US judge sides with Nevada tribes in voting rights case
RENO, Nev. (AP) — Two Native American tribes in Nevada won an emergency court order late Friday in a federal lawsuit accusing the Republican secretary of state and two counties of discriminating against them under the Voting Rights Act.
U.S. District Judge Miranda Du issued a temporary injunction in Reno requiring the establishment of satellite polling places on two northern Nevada reservations ahead of next month’s election in the Western battleground state.
The Pyramid Lake and Walker River Paiute tribes say their members are being denied equal access to the polls due to long distances some must travel to vote early or cast ballots on Election Day.
Du said they’ve proven they’ll suffer irreparable harm if she doesn’t intervene with the election less than five weeks away.
“The court finds that the public interest is served by a preliminary injunction,” she wrote in her 20-page ruling issued shortly after 5 p.m.
Lawyers for Washoe County in Reno said they would consider an appeal.
The legal battle is the latest in a series of cases arguing violation of the 1965 Voting Rights Act in Arizona, Utah, Montana, Alaska and the Dakotas.
Like most minorities, Native Americans in general are more likely to vote for Democrats than Republicans.

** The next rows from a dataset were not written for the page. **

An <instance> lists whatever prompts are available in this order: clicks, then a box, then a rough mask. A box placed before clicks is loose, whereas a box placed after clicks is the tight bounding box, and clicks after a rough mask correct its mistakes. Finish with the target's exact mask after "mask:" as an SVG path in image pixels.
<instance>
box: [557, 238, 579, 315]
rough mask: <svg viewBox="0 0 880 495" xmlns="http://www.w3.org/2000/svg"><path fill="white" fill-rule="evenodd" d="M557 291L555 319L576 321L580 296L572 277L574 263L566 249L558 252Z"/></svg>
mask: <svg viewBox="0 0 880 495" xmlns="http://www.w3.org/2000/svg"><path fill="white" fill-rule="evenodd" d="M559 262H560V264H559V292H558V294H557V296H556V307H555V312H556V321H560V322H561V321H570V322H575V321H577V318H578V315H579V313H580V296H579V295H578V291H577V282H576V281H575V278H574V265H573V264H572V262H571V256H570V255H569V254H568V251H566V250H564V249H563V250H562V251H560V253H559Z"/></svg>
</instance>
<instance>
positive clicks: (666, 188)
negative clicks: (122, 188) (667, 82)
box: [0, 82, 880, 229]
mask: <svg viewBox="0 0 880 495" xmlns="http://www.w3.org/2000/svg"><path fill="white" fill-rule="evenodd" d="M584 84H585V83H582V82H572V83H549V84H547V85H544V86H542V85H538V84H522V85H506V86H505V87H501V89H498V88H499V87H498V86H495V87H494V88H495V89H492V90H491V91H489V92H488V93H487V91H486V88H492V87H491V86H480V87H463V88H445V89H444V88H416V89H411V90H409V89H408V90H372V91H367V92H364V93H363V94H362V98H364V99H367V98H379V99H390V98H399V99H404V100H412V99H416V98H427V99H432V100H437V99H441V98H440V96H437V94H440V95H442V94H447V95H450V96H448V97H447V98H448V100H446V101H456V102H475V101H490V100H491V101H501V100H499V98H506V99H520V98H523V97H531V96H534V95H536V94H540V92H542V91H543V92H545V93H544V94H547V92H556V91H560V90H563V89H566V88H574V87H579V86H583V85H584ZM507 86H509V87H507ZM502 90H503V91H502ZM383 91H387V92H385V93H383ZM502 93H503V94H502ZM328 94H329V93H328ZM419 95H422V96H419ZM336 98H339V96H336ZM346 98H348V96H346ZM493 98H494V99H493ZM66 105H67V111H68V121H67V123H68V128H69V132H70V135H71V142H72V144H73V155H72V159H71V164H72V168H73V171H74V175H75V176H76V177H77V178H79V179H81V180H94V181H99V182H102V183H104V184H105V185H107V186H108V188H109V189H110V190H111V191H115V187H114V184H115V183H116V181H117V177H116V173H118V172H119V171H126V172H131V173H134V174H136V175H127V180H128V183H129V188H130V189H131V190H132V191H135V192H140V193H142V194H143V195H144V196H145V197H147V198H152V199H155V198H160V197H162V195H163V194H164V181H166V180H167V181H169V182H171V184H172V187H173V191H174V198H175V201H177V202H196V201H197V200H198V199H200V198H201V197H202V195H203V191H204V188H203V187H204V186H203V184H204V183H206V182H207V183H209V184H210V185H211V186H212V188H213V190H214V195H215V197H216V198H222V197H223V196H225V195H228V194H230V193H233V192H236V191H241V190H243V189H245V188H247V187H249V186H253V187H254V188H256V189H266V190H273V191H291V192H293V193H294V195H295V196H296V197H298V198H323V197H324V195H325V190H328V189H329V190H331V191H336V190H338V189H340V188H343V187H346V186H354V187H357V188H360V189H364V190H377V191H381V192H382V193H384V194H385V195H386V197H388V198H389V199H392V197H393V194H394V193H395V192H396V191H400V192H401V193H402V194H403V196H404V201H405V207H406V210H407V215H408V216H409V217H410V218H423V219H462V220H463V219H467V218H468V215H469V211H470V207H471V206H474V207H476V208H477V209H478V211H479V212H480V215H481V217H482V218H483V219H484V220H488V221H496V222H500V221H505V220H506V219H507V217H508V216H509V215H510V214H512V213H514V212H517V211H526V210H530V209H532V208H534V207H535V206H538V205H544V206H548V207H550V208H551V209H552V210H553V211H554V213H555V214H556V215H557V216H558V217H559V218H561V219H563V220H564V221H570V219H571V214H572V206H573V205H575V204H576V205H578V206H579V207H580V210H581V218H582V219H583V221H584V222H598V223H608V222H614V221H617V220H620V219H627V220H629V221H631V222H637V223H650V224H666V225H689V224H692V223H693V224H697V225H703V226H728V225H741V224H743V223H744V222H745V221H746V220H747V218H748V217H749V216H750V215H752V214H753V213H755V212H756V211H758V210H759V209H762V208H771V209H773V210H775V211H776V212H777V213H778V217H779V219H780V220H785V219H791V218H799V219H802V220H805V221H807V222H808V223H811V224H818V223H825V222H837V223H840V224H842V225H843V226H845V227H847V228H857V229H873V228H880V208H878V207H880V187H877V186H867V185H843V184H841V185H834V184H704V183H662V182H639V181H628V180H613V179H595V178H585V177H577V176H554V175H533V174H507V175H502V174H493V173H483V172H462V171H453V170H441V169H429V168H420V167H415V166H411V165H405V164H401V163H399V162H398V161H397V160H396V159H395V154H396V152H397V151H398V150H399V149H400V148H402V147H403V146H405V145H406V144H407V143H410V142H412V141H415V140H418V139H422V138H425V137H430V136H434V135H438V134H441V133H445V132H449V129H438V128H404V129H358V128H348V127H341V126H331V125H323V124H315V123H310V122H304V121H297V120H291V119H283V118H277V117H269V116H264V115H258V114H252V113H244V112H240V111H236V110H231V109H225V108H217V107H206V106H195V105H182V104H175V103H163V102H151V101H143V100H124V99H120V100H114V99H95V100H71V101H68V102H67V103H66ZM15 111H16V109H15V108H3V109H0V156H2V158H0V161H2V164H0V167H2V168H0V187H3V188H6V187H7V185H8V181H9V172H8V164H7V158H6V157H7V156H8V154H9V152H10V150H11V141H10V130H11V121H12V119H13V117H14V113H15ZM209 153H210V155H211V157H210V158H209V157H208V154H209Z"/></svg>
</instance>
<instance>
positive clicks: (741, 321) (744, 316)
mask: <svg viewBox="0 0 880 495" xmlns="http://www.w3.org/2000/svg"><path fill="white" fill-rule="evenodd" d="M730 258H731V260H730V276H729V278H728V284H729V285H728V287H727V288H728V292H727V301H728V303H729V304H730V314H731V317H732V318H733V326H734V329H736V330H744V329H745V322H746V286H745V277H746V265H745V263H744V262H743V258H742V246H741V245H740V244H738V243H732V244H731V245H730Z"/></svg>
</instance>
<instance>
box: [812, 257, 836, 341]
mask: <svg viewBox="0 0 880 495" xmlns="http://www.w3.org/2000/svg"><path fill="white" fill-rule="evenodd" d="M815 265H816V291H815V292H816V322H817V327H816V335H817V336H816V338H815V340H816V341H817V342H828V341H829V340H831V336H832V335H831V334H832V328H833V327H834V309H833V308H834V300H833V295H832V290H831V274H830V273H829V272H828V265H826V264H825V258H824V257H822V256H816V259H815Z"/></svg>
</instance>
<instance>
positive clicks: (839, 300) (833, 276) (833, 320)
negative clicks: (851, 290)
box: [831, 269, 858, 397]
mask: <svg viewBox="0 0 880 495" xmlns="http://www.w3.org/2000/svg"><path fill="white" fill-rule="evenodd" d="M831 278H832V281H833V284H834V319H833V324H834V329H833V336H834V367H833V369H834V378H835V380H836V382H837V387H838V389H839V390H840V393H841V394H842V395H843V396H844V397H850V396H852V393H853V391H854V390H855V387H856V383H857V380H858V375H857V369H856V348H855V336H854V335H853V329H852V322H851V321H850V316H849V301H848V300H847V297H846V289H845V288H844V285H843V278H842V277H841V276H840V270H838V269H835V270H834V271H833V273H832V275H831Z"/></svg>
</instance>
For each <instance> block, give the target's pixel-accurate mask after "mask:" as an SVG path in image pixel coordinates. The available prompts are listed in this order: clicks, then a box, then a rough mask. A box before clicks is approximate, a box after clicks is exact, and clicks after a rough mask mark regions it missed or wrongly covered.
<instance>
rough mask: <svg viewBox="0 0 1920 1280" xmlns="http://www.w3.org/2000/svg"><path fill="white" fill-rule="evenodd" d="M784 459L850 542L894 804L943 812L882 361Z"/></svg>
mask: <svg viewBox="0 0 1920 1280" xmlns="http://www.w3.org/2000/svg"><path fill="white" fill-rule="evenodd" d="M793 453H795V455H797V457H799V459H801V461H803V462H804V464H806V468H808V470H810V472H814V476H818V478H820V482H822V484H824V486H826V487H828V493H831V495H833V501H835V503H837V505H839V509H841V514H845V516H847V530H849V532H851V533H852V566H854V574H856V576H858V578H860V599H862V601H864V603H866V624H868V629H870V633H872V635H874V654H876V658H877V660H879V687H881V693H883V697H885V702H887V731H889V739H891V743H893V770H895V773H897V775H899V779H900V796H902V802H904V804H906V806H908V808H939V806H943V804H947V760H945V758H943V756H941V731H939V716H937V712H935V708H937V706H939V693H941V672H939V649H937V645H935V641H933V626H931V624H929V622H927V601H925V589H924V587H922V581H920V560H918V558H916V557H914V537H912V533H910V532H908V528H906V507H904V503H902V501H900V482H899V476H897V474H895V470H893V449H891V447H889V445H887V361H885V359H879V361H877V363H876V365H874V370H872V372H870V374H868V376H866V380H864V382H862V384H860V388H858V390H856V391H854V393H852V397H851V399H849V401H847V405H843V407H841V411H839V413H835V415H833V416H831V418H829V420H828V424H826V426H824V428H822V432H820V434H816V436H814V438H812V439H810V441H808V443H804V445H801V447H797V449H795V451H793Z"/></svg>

They say many tribal members are mired in poverty and other socio-economic conditions that make it more difficult for them to travel off the reservations to vote.
Nevada is considered a key swing state in the upcoming presidential election. A tight contest for the seat of retiring Democratic Sen. Harry Reid also has the potential to determine majority control of the U.S. Senate.
The tribes in Nevada’s Washoe and Mineral counties asked in the Sept. 7 lawsuit for relief in three different categories — on-site voter registration, early voting and in-person voting on Election Day.
Du denied the request for an injunction in regard to the establishment of on-site voter registration at either reservation. She said all the individual plaintiffs in the case already are registered to vote so they cannot show any harm in that regard.
But she ordered polling sites be set up for early voting at both, and for Election Day voting in Nixon on the Pyramid Lake reservation northwest of Reno. The Walker River tribe in rural Mineral County already provides for Election Day voting on the reservation in Schurz, where the early-voting option will be added under the judge’s order.
The counties had argued the sudden change would present a huge, costly technical challenge at such a late date and Republican Secretary of State Barbara Cegavske argues she has no authority to intervene.
“The court acknowledges the substantial costs that injunctive relief places upon the counties, especially at this late hour,” Du wrote Friday.
“It is difficult, however, to balance a financial and logistical hardship with a burden on constitutional rights,” she said.
The Washoe County District Attorney’s Office said in a statement Friday night the county’s previous decisions on the location of 22 satellite polling sites were based on “population, fairness and in accordance with controlling federal and state laws.”
“Nevertheless, the court’s order must be followed or appealed, and Washoe County will make that determination after having a full and thorough opportunity to review the court’s decision,” the statement said.
Some members of the Pyramid Lake tribe living in Washoe County say they currently must drive 96 miles roundtrip to register to vote or cast ballots in person. The lawsuit says that’s more than twice as far as mostly white voters on Lake Tahoe’s affluent north shore would have to travel to vote if the county had not set up a satellite poll in upscale Incline Village.
The Nevada counties argued this week the tribal members who don’t want to drive that far can still vote by mail or online.
But Du said in Friday’s ruling the distance the tribal members must travel combined with the associated costs “bears more heavily” on them “especially given their relative difficulty in accessing transportation, affording travel, and experience (of) off-reservation discrimination and intimidation.”
She specifically cited a 2010 case in North Dakota, Spirit Lake Tribe v. Benson City, when Chief Judge Ralph Erickson concluded:
“There simply is no more essential duty of a democratic government than to provide open, fair elections that are accessible to all eligible voters ... In a representative republic, the right of the people to elect their representatives is superior to concerns over the public purse.”